Demonstrate that the organization maintains documented, current deputy assignments for all critical incident response roles to ensure continuity of leadership and decision-making authority during security incidents.
Description
What this control does
This control ensures that for every critical incident response role—such as Incident Commander, lead investigator, and communications lead—the organization has formally designated and documented a deputy who can assume responsibilities when the primary role-holder is unavailable due to leave, illness, or other circumstances. Deputy assignments must be current, communicated to the incident response team, and equipped with the same access, training, and authority as primaries. This resilience mechanism prevents single points of failure that could delay or compromise incident response effectiveness during critical security events.
Control objective
What auditing this proves
Demonstrate that the organization maintains documented, current deputy assignments for all critical incident response roles to ensure continuity of leadership and decision-making authority during security incidents.
Associated risks
Risks this control addresses
- Incident response paralysis or significant delay when a primary role-holder is unavailable during active security breach
- Unauthorized or unqualified personnel assuming critical incident response roles in absence of documented succession, leading to procedural violations or regulatory non-compliance
- Loss of institutional knowledge and context during role transitions if deputies are not identified, trained, or briefed in advance
- Failure to execute time-sensitive containment, eradication, or communication actions due to lack of authorized decision-makers
- Breakdown in chain of custody for forensic evidence when lead investigator is unavailable and no designated alternate exists
- External stakeholder and regulatory communication failures when communications lead is absent without a prepared deputy
- Escalation bottlenecks during major incidents requiring coordination across multiple teams without clear backup authority
Testing procedure
How an auditor verifies this control
- Obtain the current incident response plan, RACI matrix, or organizational chart documenting critical incident response roles and their assigned primary personnel.

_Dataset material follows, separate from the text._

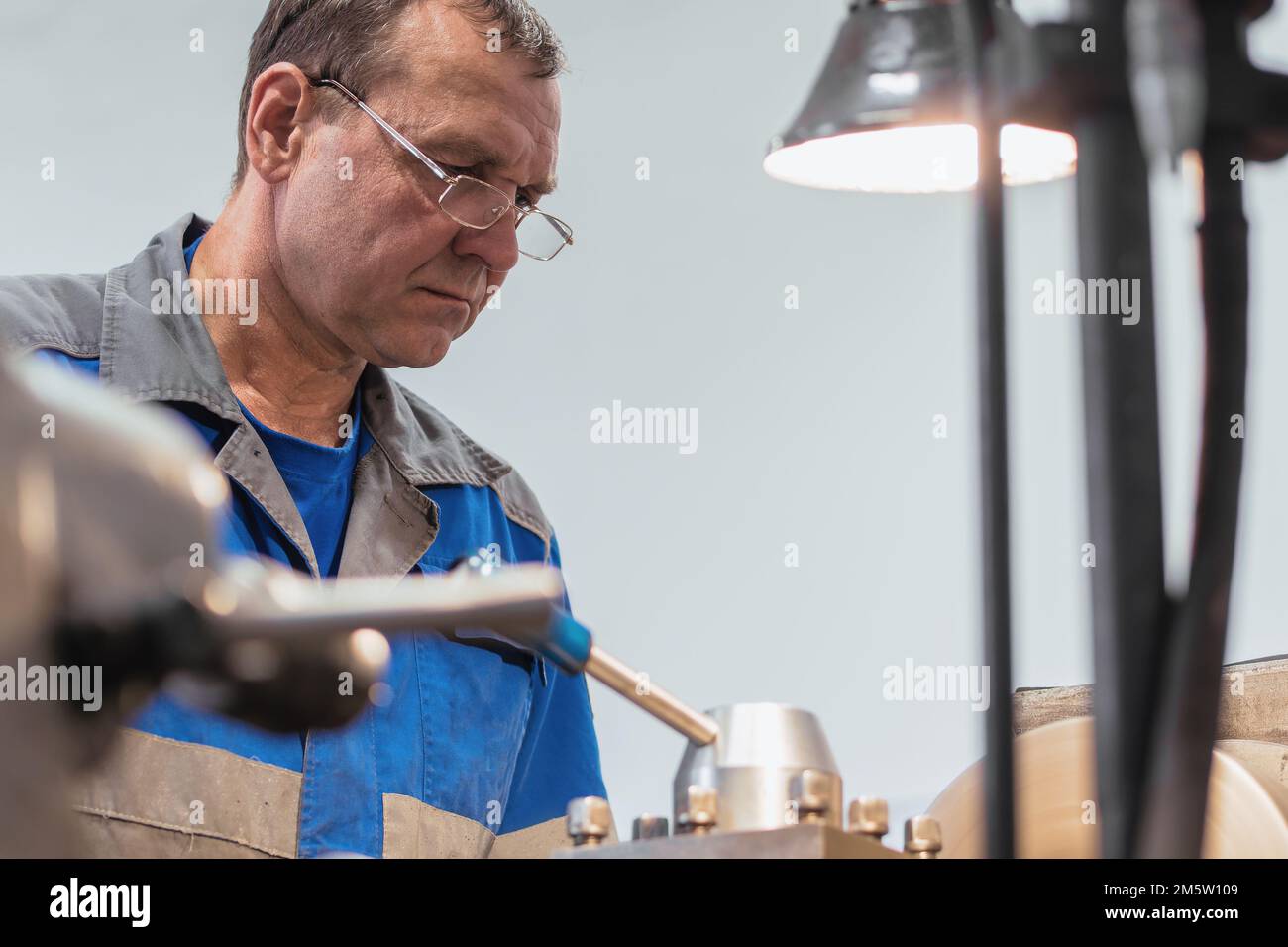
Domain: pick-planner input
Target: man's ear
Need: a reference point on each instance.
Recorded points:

- Verify that the documentation explicitly identifies a designated deputy for each critical role (Incident Commander, lead investigator, communications lead, and any additional organization-specific critical roles).

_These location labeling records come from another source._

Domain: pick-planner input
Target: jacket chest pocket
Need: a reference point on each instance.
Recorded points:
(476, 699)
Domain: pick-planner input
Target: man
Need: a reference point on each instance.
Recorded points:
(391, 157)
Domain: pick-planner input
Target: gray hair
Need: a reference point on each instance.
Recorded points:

- Interview the Incident Response Manager or Security Operations leadership to confirm deputies are formally notified of their assignments and understand their responsibilities.
- Review access control records to verify that deputies possess the same system access, escalation privileges, and communication channels as their corresponding primary role-holders.
- Examine training records to confirm deputies have completed the same incident response training and tabletop exercises as primary role-holders within the past 12 months.
- Select a sample of 2-3 recent incidents from the past year and trace documentation to verify whether deputy assignments were referenced or utilized when primaries were unavailable.
- Request evidence of the last update date for deputy assignments and verify the organization has a defined review cadence (at minimum annually or upon organizational changes).
- Conduct a simulated scenario or tabletop exercise walkthrough with deputies present to validate their readiness to assume critical roles without supervision.